Mon, Aug. 8th, 2005, 12:43 pm || Chase, Loretta - Lord of Scoundrels

add to memories

I adored this book. Absolutely adored to little bits.

Also, Jessica Trent is extremely, extremely cool and capable and awesome and may now be my favorite romance heroine ever.

I shall not summarize the plot because really, there isn't much of a plot. There's Sebastian Ballister, Marquess of Dain, also know as Beelzebub. This would have got me rolling my eyes, as pretty much every single Regency hero has got some sort of godawful Satanic nickname (what's with that? Do they all belong to the Hellfire Club or something?), except Dain is a real jerk. He's got the typical romance novel reasons as to why he is a complete jerk (past trauma, etc. etc.), except the wonderful thing is that everyone in the book realizes he's a complete jerk and no one thinks it's romantic at all.

In some ways, Dain is a giant whining child at heart. I'm sure I'm making him sound extremely unattractive, but it's just so immensely refreshing to have the author and the heroine call the hero on being a jerk instead of somehow thinking that it's horribly romantic or to excuse it by saying that the hero had a horrible childhood or something.

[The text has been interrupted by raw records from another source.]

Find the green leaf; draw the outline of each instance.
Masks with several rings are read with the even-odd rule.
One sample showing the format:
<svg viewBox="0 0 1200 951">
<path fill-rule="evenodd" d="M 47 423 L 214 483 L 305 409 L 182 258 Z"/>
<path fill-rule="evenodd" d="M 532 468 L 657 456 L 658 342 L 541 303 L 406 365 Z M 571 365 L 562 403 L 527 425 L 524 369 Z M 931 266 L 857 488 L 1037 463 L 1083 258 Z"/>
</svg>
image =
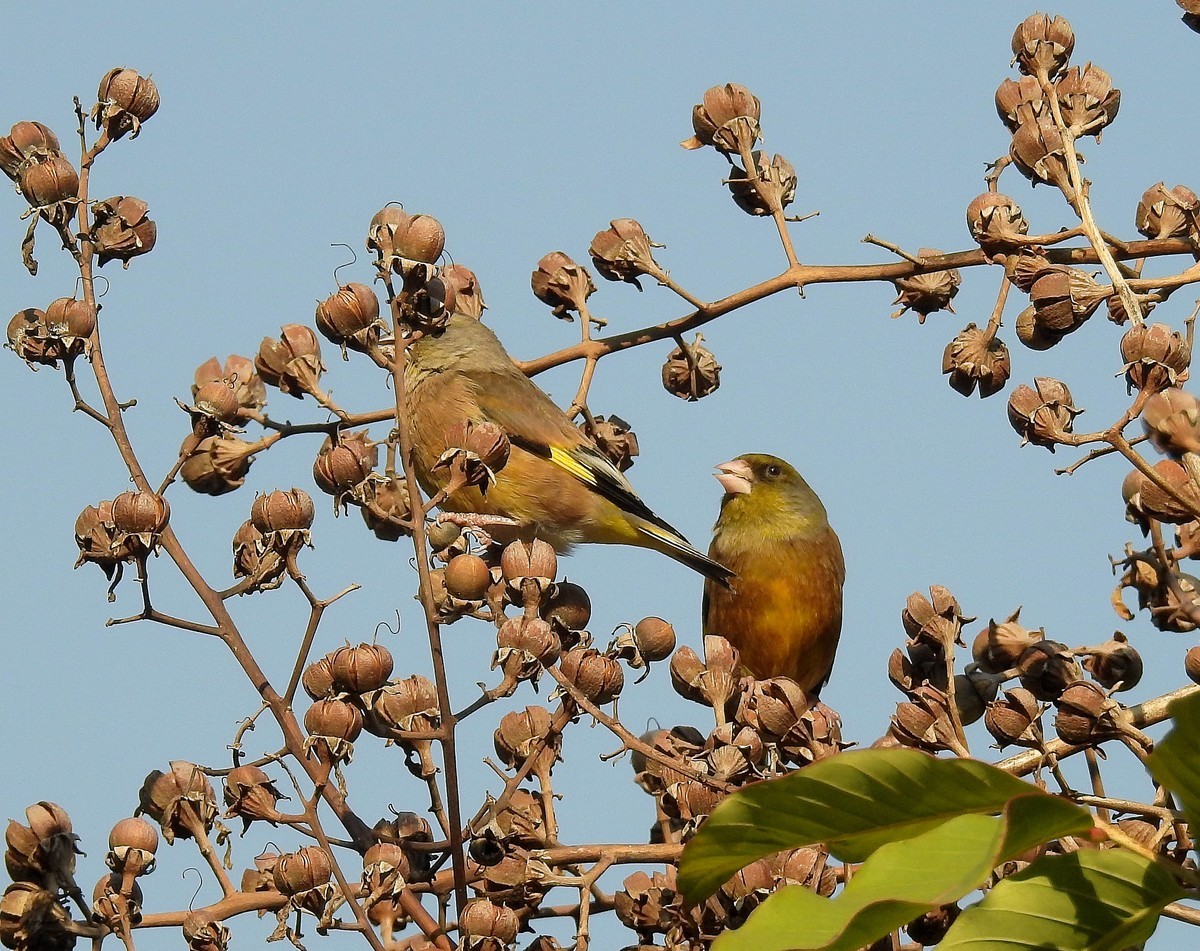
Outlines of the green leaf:
<svg viewBox="0 0 1200 951">
<path fill-rule="evenodd" d="M 688 900 L 701 901 L 744 865 L 817 843 L 838 858 L 860 862 L 887 842 L 920 835 L 956 816 L 999 813 L 1020 798 L 1054 804 L 1008 814 L 1016 830 L 1015 823 L 1027 821 L 1036 828 L 1043 818 L 1039 810 L 1053 810 L 1054 821 L 1037 842 L 1091 825 L 1087 810 L 987 763 L 942 760 L 915 750 L 841 753 L 729 796 L 684 849 L 680 888 Z M 1064 831 L 1054 831 L 1060 828 Z"/>
<path fill-rule="evenodd" d="M 1188 824 L 1200 829 L 1200 693 L 1181 697 L 1167 709 L 1175 725 L 1150 754 L 1148 765 L 1179 799 Z"/>
<path fill-rule="evenodd" d="M 958 901 L 979 888 L 995 866 L 1080 824 L 1077 807 L 1042 796 L 1011 800 L 1001 817 L 947 819 L 876 849 L 836 898 L 798 885 L 780 890 L 745 925 L 718 938 L 713 951 L 856 951 L 932 908 Z"/>
<path fill-rule="evenodd" d="M 1124 849 L 1049 855 L 964 911 L 938 951 L 1121 951 L 1182 896 L 1166 869 Z"/>
</svg>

Jessica understands that Dain is flawed, and she understands why he's flawed, but she has backbone enough to realize that it doesn't excuse said flaws or make it so that he can simply wallow in his flaws.

And then, there is Jessica Trent, virginal bluestocking spinster, except unlike any virginal bluestocking spinster that I've ever seen or read. Much as I love Dain, I adore Jessica, and have I mentioned before how absolutely cool she is? She falls in lust with Dain right off, and instead of being flustered and virginal about the sexual attraction, she somehow manages to turn the tables so that it's not just her reputation at stake, it's Dain's reputation as well. I especially love her grandmother Genevieve, who sometimes has the role of the yenta character, except it makes complete sense, as Genevieve is exceedingly practical about sexual attraction and a bit of a romantic. Also, watching Genevieve and Jessica interact is priceless.

I am not in any way fully expressing just how cool she is and how much I love her, because a) I'm not doing a good job and b) I had so much fun watching her and being completely delighted by her. She's a wonderful heroine whose brains don't turn to mush because she's in love or in lust.

I also love how the usual gender roles in a romance are reversed here -- Dain is the rather high-strung, emotional one who needs careful handling, and Jessica is the one who uses sex and sexual attraction to get what she wants. This part especially was very nice, considering that I am extremely sick of the hero always having the upper hand when it comes to sexual attraction; here, Dain is just as bewildered and baffled as your standard romance novel heroine.

And yet, despite all these wonderful, wonderful things, I still haven't hit on what may be my absolute favorite bit about the book, which is that I can actually see the hero and the heroine not only falling in love with each other and getting married, but also living with each other and growing old together and forming an actual marriage. While the book does stop with the big declaration of love, Chase manages to work the big declaration of love with the ironing out of relationship issues. Dain's clearly not ready for marriage as a relationship, and Jessica realizes this, and a big part of the second half is getting him around that. I very much liked that while there was a bit of an external plot element for the second half, that the big chunk of it was to further character development and growth. Chase makes me think of Jessica and Dain as real people who work with each other and actually interact, as opposed to many romance novel couples, who I keep thinking will fall apart after the initial attraction wears off.